Simple issue Life Insurance is one of the most common solutions for individuals that have had some medical challenges and want to ensure they have some coverage in force. Not all policies are created equal and most companies have different questions on their applications. It is very important you are honest with your broker so they can help choose the right insurance carrier.
Guaranteed Issue Life Insurance
- Good: Guaranteed coverage.
- Bad: Lower benefit amounts and higher premiums.
Guaranteed Issue Life Insurance is a common staple of the over age 60 life insurance market in Canada. If an individual has had medical issues or a previous decline and needs to have coverage in place, they can apply for Guaranteed Issue Life Insurance and put a policy in place. This is non-medical life insurance for Canadians – always use a broker to get the best pricing.

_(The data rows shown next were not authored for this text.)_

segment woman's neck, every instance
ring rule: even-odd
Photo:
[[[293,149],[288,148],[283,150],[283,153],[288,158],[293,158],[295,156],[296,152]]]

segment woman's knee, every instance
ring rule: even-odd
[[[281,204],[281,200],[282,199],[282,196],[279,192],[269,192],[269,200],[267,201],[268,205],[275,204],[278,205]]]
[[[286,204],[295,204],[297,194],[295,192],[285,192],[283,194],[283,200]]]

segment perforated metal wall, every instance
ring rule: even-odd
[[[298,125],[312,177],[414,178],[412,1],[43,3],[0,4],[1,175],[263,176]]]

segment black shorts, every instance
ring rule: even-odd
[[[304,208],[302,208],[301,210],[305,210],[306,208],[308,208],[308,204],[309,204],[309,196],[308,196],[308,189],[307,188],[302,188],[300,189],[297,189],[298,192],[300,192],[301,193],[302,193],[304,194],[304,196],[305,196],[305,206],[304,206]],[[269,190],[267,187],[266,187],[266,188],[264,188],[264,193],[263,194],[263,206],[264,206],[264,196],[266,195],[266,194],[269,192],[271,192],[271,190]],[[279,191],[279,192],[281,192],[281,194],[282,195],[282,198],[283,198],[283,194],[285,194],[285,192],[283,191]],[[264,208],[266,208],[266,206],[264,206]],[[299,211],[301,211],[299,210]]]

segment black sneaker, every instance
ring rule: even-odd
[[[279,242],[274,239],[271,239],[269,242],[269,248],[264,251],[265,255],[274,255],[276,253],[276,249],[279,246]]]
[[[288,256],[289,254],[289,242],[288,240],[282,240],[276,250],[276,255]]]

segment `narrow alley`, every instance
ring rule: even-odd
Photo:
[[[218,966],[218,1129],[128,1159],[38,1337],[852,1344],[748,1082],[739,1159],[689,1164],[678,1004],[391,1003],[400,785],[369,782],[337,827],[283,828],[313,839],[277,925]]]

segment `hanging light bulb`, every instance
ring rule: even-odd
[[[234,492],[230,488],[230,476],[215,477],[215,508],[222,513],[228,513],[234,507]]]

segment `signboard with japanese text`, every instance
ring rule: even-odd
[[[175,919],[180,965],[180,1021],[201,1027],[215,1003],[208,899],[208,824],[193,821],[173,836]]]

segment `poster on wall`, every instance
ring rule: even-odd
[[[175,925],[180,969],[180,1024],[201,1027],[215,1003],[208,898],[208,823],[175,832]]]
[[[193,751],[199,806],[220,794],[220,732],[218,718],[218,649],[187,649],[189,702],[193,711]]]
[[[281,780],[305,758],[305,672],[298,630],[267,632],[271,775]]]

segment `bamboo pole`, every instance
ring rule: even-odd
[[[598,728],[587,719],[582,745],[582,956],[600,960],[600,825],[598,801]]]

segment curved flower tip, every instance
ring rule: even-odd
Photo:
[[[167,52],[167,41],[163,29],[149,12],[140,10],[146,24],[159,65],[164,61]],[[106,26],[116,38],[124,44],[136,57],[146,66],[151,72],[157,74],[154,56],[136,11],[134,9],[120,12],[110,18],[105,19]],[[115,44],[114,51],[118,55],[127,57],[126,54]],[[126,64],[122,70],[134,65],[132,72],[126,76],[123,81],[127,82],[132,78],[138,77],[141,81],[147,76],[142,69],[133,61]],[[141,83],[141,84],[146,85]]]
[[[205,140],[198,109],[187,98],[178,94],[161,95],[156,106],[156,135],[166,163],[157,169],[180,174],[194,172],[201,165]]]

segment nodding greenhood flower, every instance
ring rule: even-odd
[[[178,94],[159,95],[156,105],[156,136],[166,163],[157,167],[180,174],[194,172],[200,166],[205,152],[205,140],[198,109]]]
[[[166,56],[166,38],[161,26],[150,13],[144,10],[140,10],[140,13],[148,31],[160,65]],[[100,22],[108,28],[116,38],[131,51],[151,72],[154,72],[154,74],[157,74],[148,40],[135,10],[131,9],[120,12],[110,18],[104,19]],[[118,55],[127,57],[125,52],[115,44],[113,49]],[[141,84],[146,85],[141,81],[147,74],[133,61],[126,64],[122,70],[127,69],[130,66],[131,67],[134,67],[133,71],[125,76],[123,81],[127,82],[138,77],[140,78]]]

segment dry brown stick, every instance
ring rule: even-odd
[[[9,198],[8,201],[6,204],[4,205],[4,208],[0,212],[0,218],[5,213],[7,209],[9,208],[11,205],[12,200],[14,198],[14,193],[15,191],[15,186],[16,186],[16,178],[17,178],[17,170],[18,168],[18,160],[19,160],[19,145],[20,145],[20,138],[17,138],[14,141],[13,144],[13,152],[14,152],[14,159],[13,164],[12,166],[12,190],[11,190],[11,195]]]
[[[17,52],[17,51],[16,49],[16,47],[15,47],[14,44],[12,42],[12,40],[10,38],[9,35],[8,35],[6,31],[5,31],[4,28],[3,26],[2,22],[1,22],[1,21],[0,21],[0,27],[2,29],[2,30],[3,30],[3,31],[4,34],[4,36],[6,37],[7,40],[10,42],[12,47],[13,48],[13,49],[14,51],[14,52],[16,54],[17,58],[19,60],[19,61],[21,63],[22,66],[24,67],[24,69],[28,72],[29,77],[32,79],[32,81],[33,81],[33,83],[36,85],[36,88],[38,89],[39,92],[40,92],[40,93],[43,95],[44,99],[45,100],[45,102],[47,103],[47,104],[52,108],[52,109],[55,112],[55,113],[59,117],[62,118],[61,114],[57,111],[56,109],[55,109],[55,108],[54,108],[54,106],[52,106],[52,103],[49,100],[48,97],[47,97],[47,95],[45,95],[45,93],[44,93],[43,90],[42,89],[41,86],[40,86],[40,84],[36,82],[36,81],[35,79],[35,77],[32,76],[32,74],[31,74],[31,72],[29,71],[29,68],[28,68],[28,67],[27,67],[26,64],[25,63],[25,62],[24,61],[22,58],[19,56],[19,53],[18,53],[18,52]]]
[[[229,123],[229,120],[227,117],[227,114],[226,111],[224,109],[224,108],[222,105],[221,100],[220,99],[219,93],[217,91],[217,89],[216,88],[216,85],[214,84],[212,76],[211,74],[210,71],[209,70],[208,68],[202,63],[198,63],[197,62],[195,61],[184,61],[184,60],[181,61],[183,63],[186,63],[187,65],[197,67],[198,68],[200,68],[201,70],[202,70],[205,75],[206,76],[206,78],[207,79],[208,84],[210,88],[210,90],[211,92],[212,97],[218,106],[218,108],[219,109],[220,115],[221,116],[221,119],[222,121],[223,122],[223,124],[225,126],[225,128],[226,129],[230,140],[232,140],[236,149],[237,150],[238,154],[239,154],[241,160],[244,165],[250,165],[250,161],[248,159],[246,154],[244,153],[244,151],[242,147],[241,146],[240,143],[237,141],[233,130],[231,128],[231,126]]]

Special Risk Life Insurance
- Good: High limit Life Insurance.
- Bad: Fewer guarantees and contractual privileges.
Special Risk Life Insurance is designed for Canadians that can’t get insurance through the traditional insurers due to medical history, dangerous avocations, recreational activities or foreign travel. Special Risk Life Insurance can also be used for executives and business owners that need very high limit coverage for a short period of time to insure a business deal, shareholder’s agreement or special project.
Shareholder/Key Person Insurance
- Good: Protect financial & business interests.
- Bad: Business partners could learn about each others medical challenges if declined or rated.
Shareholder and key person insurance is a funding mechanism designed to create cash for a business when its needed most. The death of shareholder or key person will have a significant financial impact on the remaining shareholders as they will have to ‘buy out’ the deceased partners estate and depending on the current state of the financials, may not have available cash or credit. The loss of a key person can significantly affect the profitability of the company.